What are your favorite ways to relax when you need a little break?
Go out to lunch with my girlfriends. Or take a walk.
What has been the hardest lesson you have had to learn as a mother?
That our children do not belong to us. They belong to God and He only lends them to us….sometimes for a short period of time.
What has been the hardest experience you have gone through as a mother? What did that experience teach you?
The hardest thing I ever had to do as a mother was to bury my daughter. It has taught me to not take anything for granted. Each day is a gift. Treat it as such! It is sometimes hard to do in the stress of every day life with children but try to find at least one moment each day when you can look at your children and cherish the treasure that they are.
Looking back on your life as a mother, what, if anything, do you regret?
Not playing more with my girls when they were younger. If I had it to do over again, I would have left the real cooking and the cleaning so that I could enjoy pretend pies, sidewalk chalk and sand castles with my girls.
What do you think is the most important quality in a mother?
I think every child needs different things from their mother, but overall I would have to say that consistency is the key.

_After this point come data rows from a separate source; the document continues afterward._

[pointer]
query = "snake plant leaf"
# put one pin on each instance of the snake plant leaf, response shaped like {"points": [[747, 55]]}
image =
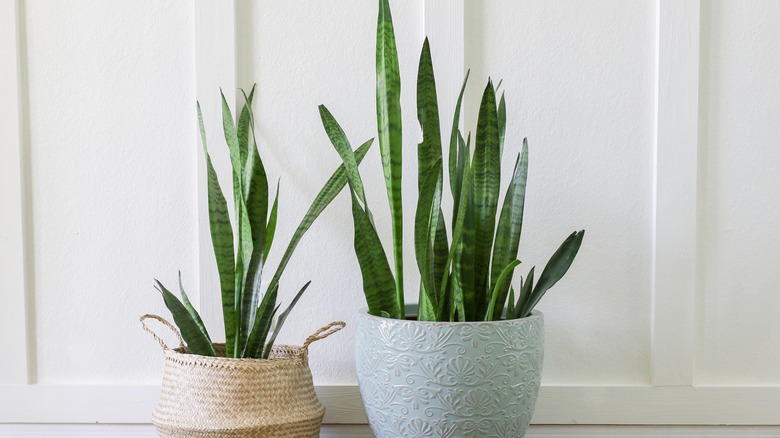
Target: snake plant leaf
{"points": [[426, 227], [455, 289], [429, 159], [559, 263], [191, 310], [526, 286], [441, 249], [510, 303], [236, 161], [487, 178], [429, 151], [456, 151], [271, 228], [339, 141], [378, 281], [262, 324], [388, 112], [256, 192], [510, 224], [197, 341], [222, 241], [332, 187], [245, 126], [503, 279], [464, 263], [501, 123], [281, 319]]}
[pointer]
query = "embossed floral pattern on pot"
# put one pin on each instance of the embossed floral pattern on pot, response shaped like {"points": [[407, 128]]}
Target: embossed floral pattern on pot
{"points": [[446, 380]]}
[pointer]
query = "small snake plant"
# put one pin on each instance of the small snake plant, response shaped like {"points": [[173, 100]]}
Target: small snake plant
{"points": [[467, 277], [240, 258]]}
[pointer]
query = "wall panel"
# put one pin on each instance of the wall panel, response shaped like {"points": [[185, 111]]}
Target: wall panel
{"points": [[109, 167], [739, 206], [112, 151], [578, 79]]}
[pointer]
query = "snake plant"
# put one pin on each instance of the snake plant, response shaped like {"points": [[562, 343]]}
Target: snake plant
{"points": [[241, 257], [465, 276]]}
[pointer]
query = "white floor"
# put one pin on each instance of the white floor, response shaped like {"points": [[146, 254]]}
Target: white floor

If your children know what to expect from you then they will feel secure in themselves. They will know that you love them by holding them accountable to consistent rules and consequences (maybe not right away but they will as they grow older).
What do you think children need most from their mothers?
To feel loved. No matter what they do they need to know that you will love them with an unconditional love.
What advice would you give to other mothers out there who are reading this interview?
Stop being so hard on yourself! You don’t have to be the perfect mother nor do you have to raise the perfect children. Just be willing to learn from your mistakes, laugh at yourself and teach your children what it looks like to be honest about your short comings.
Do you have any tips or tricks that have helped you stay organized, run your household or raise your kids more effectively?
Ha ha! This is funny. I think this is a constant battle for all mothers; regardless of where you live. You can live in a mud hut in Africa or a 5800 square foot home in America and every mother struggles with organization. No matter how hard you try to keep life organized, your children will always throw a wrench in the plan when they decide to live with you. And that is what kids do…they LIVE with you. They are messy, creative, artistic, inquisitive. All of these things involve messes! You can have things in place to help you stay organized to a certain degree but please don’t allow your organizational plans to interfere with your children exploring all of their potential to become the person God wants them to be.
Any final thoughts you´d like to share?
Motherhood is hard. Find some good friends. Not fake friends….REAL friends! The last thing you need is women who are pretending that everything is perfect. If someone tries to sell you that line of goods…RUN FAR AND FAST from her! She is a liar! You need brutally honest, real women around you to help you on this journey.